Lydia Melvin, South of Here
(Western Michigan University: New Issues, 2005)
ISBN:1-930974-57-4, $14.00


Sign. Signifier. Signify. Signified: an American African ghazal

I've heard Death is a white man in black
tie, a man captive in a trick of black.

I hear myth, an earthworm
moving an inch at a time, urging black

earth aside. Elms in winter
displace heat, turn black

as damaged snow. In theatres before curtains
release and withdraw from black,

music lingers, intactly absent. Silence.
Exercise patience. How does black

myth survive? I hear a black
man in red face, red stripes slashing

through hair is death. Black
mothers in kitchens seduce flour

into loaves of bread.
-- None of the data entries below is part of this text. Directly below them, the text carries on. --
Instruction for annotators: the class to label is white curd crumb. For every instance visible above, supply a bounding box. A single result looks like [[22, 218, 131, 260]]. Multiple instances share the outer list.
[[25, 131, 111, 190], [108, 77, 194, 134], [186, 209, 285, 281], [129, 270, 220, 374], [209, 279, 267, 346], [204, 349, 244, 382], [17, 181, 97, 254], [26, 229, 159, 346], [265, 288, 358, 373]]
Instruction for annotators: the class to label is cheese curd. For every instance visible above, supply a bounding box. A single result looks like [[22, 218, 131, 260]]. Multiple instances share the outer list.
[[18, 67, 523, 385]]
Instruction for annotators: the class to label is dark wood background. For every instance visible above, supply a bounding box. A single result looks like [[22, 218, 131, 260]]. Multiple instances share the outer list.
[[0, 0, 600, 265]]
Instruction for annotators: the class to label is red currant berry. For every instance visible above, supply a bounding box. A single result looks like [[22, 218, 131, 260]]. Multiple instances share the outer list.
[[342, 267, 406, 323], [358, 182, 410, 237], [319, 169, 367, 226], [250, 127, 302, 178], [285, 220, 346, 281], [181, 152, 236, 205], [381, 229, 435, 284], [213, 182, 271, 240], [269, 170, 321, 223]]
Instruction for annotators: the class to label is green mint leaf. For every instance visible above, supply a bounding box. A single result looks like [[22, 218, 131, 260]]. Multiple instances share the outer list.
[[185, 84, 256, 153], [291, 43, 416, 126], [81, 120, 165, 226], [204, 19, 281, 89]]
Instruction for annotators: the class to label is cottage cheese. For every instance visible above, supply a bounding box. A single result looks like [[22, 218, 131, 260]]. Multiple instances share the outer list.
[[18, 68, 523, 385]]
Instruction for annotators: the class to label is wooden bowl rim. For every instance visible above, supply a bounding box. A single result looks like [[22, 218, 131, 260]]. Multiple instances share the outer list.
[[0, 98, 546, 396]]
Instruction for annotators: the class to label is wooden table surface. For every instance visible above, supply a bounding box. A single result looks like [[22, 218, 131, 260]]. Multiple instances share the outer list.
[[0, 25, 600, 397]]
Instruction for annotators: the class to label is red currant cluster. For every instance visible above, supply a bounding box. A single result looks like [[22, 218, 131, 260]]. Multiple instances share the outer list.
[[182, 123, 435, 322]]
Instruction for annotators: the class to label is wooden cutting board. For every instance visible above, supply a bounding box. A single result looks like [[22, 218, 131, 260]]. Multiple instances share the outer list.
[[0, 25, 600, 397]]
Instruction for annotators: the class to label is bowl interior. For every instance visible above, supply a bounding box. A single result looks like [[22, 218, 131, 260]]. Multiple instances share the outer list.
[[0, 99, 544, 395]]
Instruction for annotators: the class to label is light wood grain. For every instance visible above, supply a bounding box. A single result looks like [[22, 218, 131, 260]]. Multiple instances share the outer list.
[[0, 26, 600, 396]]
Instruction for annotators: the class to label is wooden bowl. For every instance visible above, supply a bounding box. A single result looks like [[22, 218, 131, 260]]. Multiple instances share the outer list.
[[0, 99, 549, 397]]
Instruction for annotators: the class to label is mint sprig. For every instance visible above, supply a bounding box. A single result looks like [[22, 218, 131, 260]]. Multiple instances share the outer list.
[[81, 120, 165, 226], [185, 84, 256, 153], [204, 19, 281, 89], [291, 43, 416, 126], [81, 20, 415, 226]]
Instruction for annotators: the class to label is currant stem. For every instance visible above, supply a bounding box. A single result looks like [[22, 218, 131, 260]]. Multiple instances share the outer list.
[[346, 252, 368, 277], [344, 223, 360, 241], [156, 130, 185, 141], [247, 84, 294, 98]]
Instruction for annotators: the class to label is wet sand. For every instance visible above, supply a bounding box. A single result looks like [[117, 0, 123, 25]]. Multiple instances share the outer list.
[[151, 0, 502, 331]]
And men, black
as coal, squeeze the necks of cotton

stalks, anticipate struggle, create black
gospel, black blues, black jazz, hear

music's possibilities. Unrelenting black
whips damage-myth their beaten backs.

In Europe the black plague created black
deaths two hundred years prior

to Shakespeare's Othello, the black
moor, strangled his wife, prior

to the introduction of black
comedy. Before the stock market collapsed in '87,

brokers held Monday until it too could become black.
Waiting around for another invention, mail lost

its innocence to black, then black sex, black satire, black
ice. Too clever for this set-up? Soon,

dawn will erupt, precise, breathtaking, the un
of black. And here we linger in black

images, repeating phrases as if they are truth.
As if the structurual design of words hold black

like fear. The myths fall in on themselves.
But how we hunt for the blackest

diamonds, the blackest metaphor. Strangers live,
resilient, under interstate overpasses, black

as exhaust and valleys of ashbuds. Heavy as rain
clouds, infinite as nebulae. On the corner, a black

man contains himself in wilting dust particles, jaded
as tossed napkins, spare change, coffee, crows.